This course introduces the concept of Vintage & Cohort Performance Analysis within the Consumer LAP (Loan Against Property) Credit framework. It focuses on analysing portfolio performance trends based on origination periods, borrower cohorts, and exposure groupings to identify emerging risk patterns, behavioural shifts, and performance deterioration over time.
Learners will explore key assessment dimensions such as interpreting portfolio trends, governing early warning frameworks, evaluating collateral valuation quality, and overseeing legal and documentation checks, with an emphasis on independent validation and well-documented rationale. The course highlights how vintage and cohort analysis enables institutions to compare borrower behaviour across booking periods, underwriting regimes, market environments, and economic cycles. It also examines how these analytical approaches support early identification of deterioration trends, underwriting weaknesses, concentration risks, and changing borrower repayment dynamics within secured lending portfolios.
The course distinguishes vintage and cohort performance analysis from broader portfolio diversification strategies, emphasizing its role in exposure-level monitoring, structured breach identification, trend-based performance assessment, and corrective action governance, whereas diversification strategies focus on balancing aggregate exposure concentrations across borrower segments, geographies, collateral types, and risk categories. Each requires distinct evidence standards, ownership, and approval authority.

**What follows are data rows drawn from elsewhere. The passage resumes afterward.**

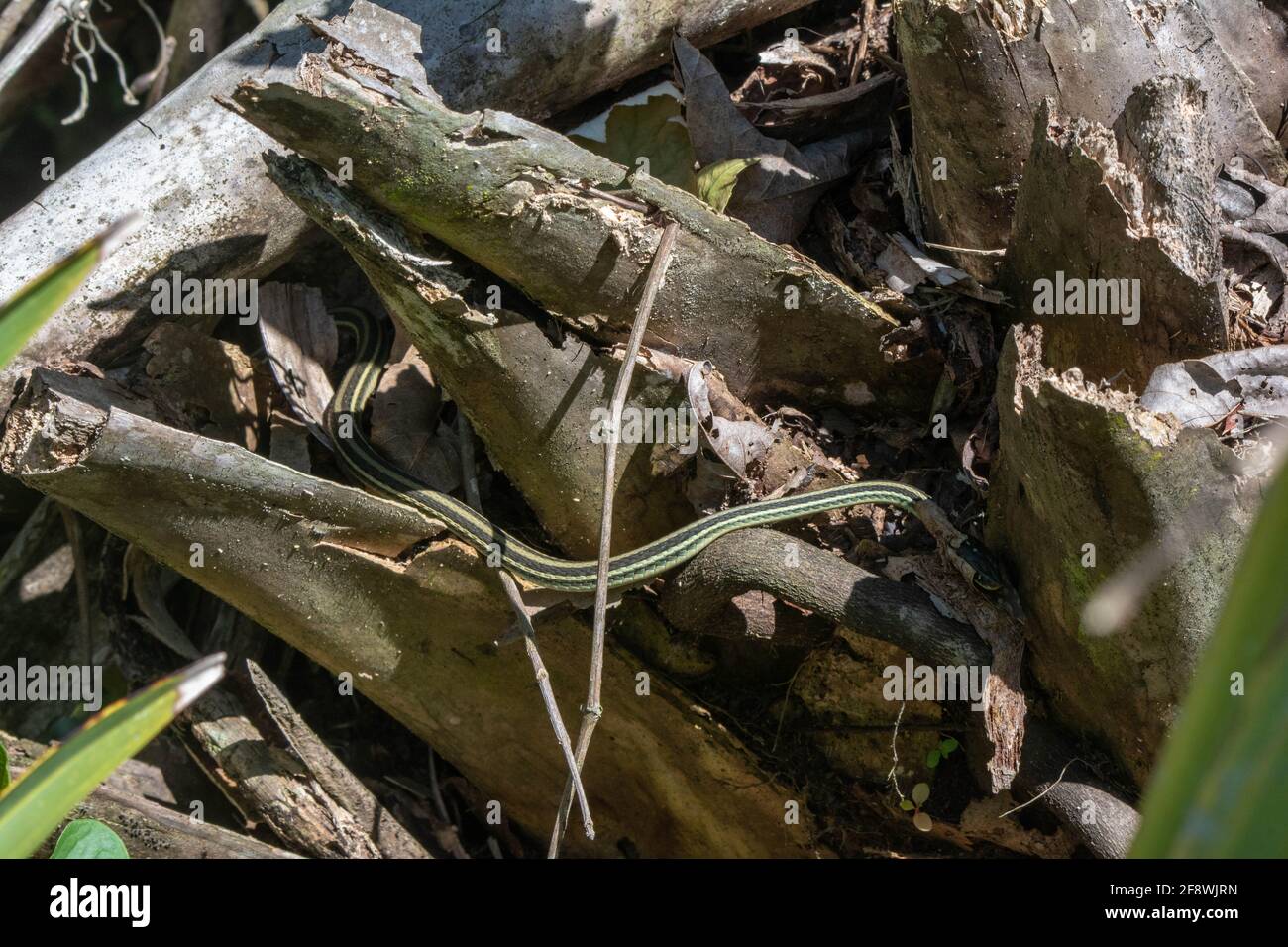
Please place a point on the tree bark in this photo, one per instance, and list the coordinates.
(194, 170)
(515, 197)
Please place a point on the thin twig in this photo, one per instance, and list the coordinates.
(870, 12)
(966, 249)
(591, 710)
(529, 635)
(11, 18)
(50, 22)
(26, 544)
(71, 523)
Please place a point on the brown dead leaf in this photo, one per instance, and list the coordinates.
(300, 342)
(406, 428)
(213, 384)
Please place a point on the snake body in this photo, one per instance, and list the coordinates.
(523, 561)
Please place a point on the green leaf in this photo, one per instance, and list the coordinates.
(88, 838)
(716, 180)
(34, 805)
(39, 299)
(651, 129)
(1219, 787)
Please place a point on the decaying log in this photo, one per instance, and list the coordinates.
(529, 398)
(756, 560)
(373, 818)
(267, 785)
(518, 200)
(1116, 244)
(149, 828)
(193, 170)
(978, 71)
(888, 611)
(323, 567)
(1085, 479)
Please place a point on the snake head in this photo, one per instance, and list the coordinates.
(984, 573)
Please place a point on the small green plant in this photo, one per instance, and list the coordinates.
(88, 838)
(945, 746)
(33, 805)
(716, 180)
(919, 793)
(39, 299)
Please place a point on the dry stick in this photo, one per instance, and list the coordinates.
(48, 22)
(529, 635)
(870, 12)
(591, 711)
(11, 18)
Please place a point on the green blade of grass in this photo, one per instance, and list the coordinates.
(39, 299)
(34, 805)
(1219, 788)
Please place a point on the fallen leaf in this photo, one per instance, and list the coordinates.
(715, 182)
(1202, 392)
(648, 125)
(300, 342)
(406, 428)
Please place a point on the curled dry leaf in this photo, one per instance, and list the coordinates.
(647, 127)
(406, 428)
(737, 442)
(777, 195)
(1201, 392)
(211, 384)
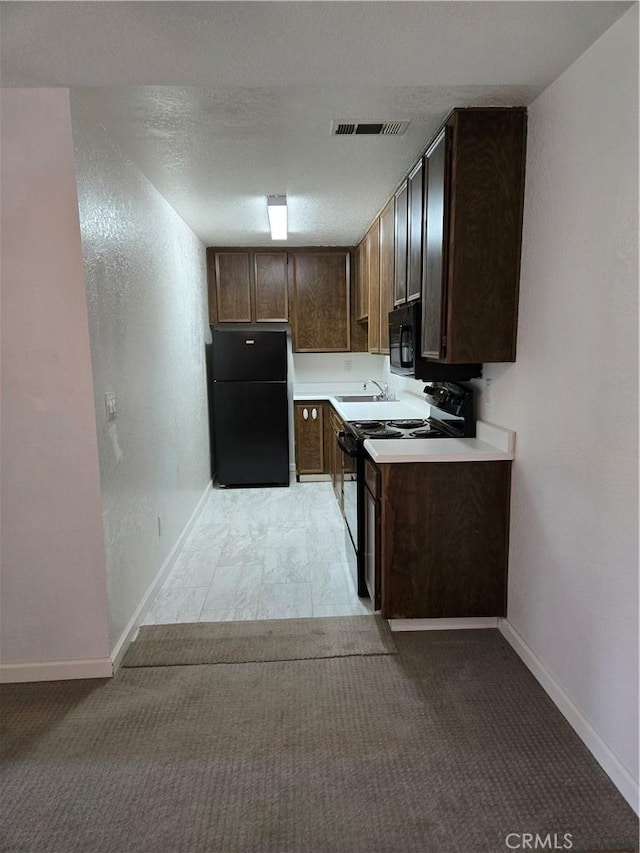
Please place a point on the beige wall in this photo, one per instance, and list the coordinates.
(145, 274)
(572, 395)
(53, 594)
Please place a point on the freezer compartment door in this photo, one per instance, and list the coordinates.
(249, 356)
(251, 433)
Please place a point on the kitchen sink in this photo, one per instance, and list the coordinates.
(361, 398)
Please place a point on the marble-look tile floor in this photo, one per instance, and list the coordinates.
(271, 553)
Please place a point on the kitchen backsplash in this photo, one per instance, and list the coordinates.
(345, 372)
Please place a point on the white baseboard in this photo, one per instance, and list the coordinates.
(55, 670)
(129, 633)
(606, 758)
(443, 624)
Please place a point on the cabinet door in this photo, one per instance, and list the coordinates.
(270, 277)
(320, 285)
(309, 431)
(435, 242)
(233, 287)
(387, 226)
(401, 222)
(415, 227)
(373, 257)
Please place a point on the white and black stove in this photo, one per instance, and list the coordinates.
(451, 415)
(408, 428)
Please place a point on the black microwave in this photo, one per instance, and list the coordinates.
(404, 338)
(405, 345)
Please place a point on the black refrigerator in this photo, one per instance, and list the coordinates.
(249, 408)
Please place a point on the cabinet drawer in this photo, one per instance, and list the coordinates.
(372, 478)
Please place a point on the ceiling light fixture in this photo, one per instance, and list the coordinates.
(277, 210)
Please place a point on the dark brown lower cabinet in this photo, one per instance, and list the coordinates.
(444, 538)
(309, 436)
(372, 532)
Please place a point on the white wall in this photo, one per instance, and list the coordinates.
(572, 395)
(146, 283)
(54, 605)
(337, 367)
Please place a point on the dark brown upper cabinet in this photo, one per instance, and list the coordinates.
(472, 236)
(387, 265)
(401, 221)
(362, 281)
(434, 246)
(320, 301)
(372, 241)
(247, 286)
(415, 231)
(270, 277)
(233, 287)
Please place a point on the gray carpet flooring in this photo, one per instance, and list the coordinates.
(264, 640)
(446, 747)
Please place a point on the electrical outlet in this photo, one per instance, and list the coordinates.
(110, 406)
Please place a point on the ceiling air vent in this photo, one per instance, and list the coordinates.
(368, 128)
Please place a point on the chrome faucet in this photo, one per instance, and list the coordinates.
(384, 388)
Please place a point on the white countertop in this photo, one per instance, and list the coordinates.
(407, 406)
(492, 444)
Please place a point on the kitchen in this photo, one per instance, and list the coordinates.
(398, 267)
(558, 523)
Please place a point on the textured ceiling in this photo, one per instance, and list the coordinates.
(222, 104)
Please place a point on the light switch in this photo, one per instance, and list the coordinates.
(110, 406)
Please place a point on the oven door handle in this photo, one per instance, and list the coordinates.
(351, 452)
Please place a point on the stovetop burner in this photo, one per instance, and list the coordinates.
(383, 433)
(408, 423)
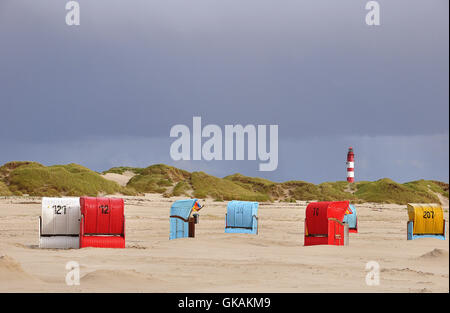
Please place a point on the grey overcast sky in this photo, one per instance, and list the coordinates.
(107, 92)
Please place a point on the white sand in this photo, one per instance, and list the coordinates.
(273, 261)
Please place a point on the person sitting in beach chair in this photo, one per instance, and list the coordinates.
(182, 224)
(241, 217)
(351, 219)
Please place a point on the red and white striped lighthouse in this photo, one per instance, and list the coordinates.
(350, 165)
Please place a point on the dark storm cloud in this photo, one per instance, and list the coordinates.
(140, 67)
(133, 69)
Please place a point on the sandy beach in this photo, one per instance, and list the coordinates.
(275, 260)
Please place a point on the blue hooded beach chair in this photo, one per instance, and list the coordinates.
(351, 219)
(242, 217)
(180, 213)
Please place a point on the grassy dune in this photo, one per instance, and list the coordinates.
(18, 178)
(36, 179)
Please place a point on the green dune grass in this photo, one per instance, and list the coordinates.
(19, 178)
(387, 191)
(36, 179)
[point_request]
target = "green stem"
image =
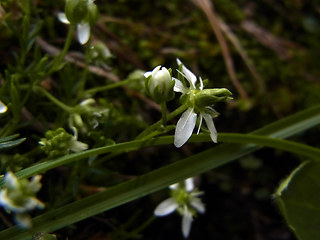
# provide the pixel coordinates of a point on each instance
(164, 113)
(93, 91)
(53, 99)
(153, 127)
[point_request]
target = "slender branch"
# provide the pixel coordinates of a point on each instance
(207, 8)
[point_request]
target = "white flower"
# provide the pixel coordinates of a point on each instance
(83, 28)
(184, 200)
(18, 196)
(187, 121)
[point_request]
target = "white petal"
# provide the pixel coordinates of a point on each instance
(209, 121)
(189, 185)
(178, 86)
(190, 76)
(166, 207)
(77, 146)
(198, 205)
(63, 18)
(83, 30)
(185, 127)
(155, 70)
(186, 222)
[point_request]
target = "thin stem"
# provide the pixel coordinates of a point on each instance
(53, 99)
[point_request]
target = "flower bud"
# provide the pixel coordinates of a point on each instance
(159, 84)
(209, 97)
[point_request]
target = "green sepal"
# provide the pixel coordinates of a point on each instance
(209, 97)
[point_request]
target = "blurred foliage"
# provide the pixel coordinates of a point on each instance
(141, 35)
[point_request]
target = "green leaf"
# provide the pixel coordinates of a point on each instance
(299, 200)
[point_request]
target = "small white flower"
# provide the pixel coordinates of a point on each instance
(184, 200)
(18, 196)
(188, 119)
(3, 107)
(83, 28)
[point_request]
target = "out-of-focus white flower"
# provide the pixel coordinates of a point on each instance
(159, 84)
(3, 107)
(19, 197)
(83, 28)
(188, 119)
(184, 199)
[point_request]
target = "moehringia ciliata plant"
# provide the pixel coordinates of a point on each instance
(160, 86)
(185, 200)
(19, 196)
(81, 13)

By the end of the course, participants will understand how to design, interpret, and apply vintage and cohort performance analysis frameworks in practice, particularly within Early Warning, Monitoring, and Performance Signals functions. The course also emphasizes the role of the senior credit leader in setting portfolio limits, governing exception criteria, and driving strategic alignment across the Consumer LAP Credit function, ensuring proactive portfolio oversight, disciplined monitoring governance, and alignment with credit committee priorities.